Raindrop cake is an innovative Japanese dessert. In Japan, this cake is well known as Mizu Shingen Mochi or water cake. On the other hand, in America, this dessert is known as raindrop cake. Mizu Shingen Mochi includes a traditional Japanese dessert that recently becoming trends in culinary.
Mizu Shingen Mochi
This innovative cake is made by mixing mineral water with gelatin. This dessert has a unique appearance with clear, transparent, and chewy like water droplets. It is so smooth and will start melting if left in the open air for 20-30 minutes. In Japan, this dessert is only sold every Saturday and Sunday and limited during the summer.
A man from Williamsburg named Darren Wong popularized the dessert from Japan in New York, America. Darren Wong named his creation as Raindrop Cake that adapted from Mizu Shingen Mochi in Japan. Wong experimented for 2 months to find the right materials and its mold. After success, Raindrop Cake was first introduced by Wong at Williamsburg and Prospect Park Smorgasburg Market.

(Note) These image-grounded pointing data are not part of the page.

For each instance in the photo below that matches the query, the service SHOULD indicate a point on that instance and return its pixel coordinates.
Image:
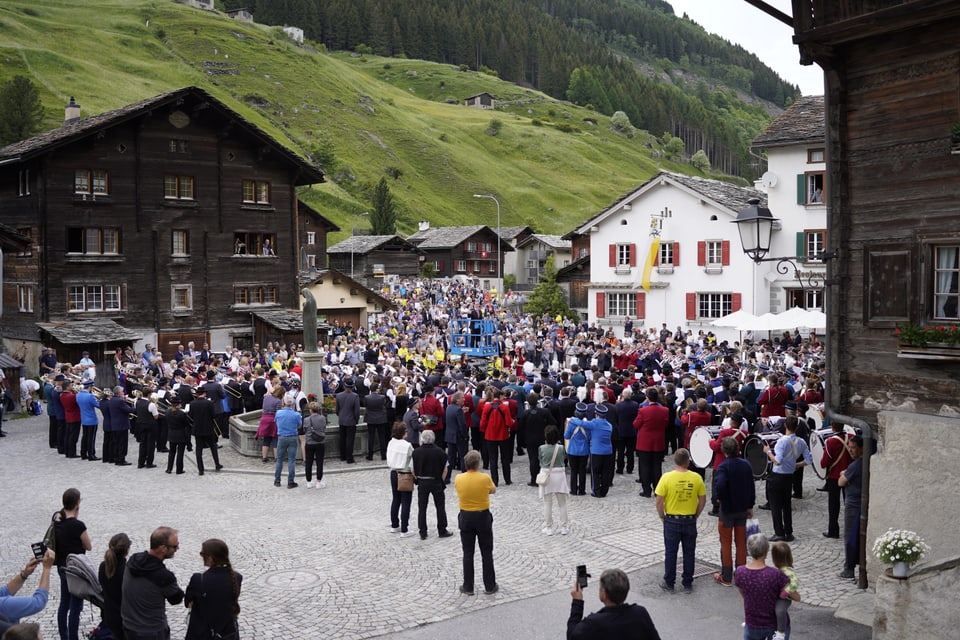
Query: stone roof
(366, 244)
(97, 331)
(447, 237)
(73, 131)
(554, 241)
(803, 122)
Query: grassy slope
(382, 113)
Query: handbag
(544, 476)
(404, 482)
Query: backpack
(82, 579)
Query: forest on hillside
(586, 51)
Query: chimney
(71, 112)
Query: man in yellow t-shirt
(476, 522)
(681, 496)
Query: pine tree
(547, 297)
(383, 218)
(21, 111)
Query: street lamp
(755, 224)
(499, 258)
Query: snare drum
(700, 451)
(753, 453)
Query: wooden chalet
(369, 259)
(470, 250)
(173, 218)
(892, 99)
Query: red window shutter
(691, 306)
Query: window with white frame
(93, 298)
(25, 297)
(946, 282)
(93, 240)
(666, 254)
(714, 305)
(714, 253)
(178, 187)
(181, 297)
(621, 304)
(180, 242)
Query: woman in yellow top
(476, 522)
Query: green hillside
(551, 164)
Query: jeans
(476, 527)
(779, 487)
(425, 489)
(497, 450)
(314, 452)
(400, 507)
(286, 448)
(677, 532)
(68, 615)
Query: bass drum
(753, 453)
(700, 451)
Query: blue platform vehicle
(473, 339)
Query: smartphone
(582, 575)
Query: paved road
(321, 563)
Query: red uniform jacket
(651, 425)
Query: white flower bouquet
(900, 545)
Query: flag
(648, 265)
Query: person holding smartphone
(616, 620)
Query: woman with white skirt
(553, 461)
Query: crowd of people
(575, 398)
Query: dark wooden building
(469, 251)
(173, 217)
(368, 259)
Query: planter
(900, 570)
(931, 351)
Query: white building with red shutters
(698, 272)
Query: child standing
(782, 558)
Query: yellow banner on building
(648, 265)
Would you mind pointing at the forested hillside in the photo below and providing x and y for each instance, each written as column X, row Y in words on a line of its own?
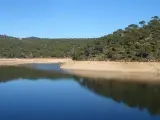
column 39, row 47
column 134, row 43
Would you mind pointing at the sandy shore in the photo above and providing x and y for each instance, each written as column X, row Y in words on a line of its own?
column 135, row 71
column 29, row 61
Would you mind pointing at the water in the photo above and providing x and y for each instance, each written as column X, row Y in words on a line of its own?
column 39, row 92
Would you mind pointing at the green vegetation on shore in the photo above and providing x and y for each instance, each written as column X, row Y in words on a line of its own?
column 134, row 43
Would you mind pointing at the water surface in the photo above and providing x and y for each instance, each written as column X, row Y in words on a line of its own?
column 41, row 92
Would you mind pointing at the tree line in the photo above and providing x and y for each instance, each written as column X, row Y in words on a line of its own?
column 134, row 43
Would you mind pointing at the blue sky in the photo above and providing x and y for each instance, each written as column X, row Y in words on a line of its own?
column 72, row 18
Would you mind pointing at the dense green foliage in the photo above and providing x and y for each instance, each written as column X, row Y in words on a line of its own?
column 134, row 43
column 36, row 47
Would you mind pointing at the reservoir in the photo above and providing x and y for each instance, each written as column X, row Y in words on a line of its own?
column 45, row 92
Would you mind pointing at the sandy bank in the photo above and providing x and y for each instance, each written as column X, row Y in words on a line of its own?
column 140, row 71
column 29, row 61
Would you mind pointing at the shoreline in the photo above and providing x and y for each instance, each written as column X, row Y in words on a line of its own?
column 21, row 61
column 124, row 71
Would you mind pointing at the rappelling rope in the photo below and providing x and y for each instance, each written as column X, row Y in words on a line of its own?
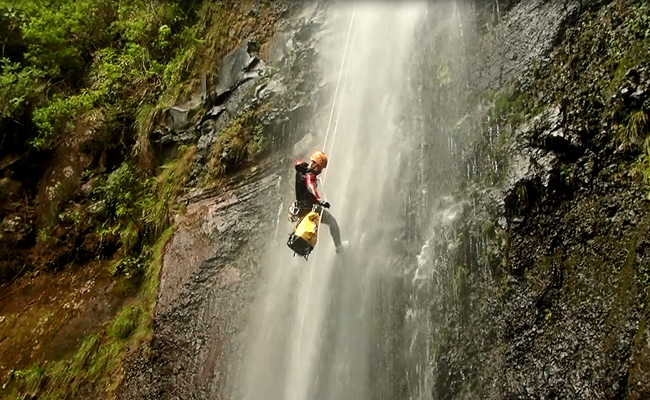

This cake is so soft that suitable to be served with brown sugar syrup and roasted soy powder on the rest. This dessert also immediately attracts the attention of people because it is a unique appearance and contains 0 calories. So, it can be consumed by anyone. Raindrop Cake is made from a mixture of water (natural water) with gelatin (alternative vegan for gelatin).
The gelatin powder is dissolved in water then dissolved then boiled it until boiling. Mold it into a rounded holder and let stand until hardened. After hardening, this cake is served with molasses such as sugar, kinako, and roasted soy flour. This transparent is called Raindrop Cake because it looks like a raindrop or transparent dew. This dessert is also quite easy to make at home. It only requires tools and materials that are easy to find in the market.
Raindrop cake is an innovative Japanese dessert that recently becoming trends in culinary. This dessert has a unique appearance with clear, transparent, and chewy like water droplets.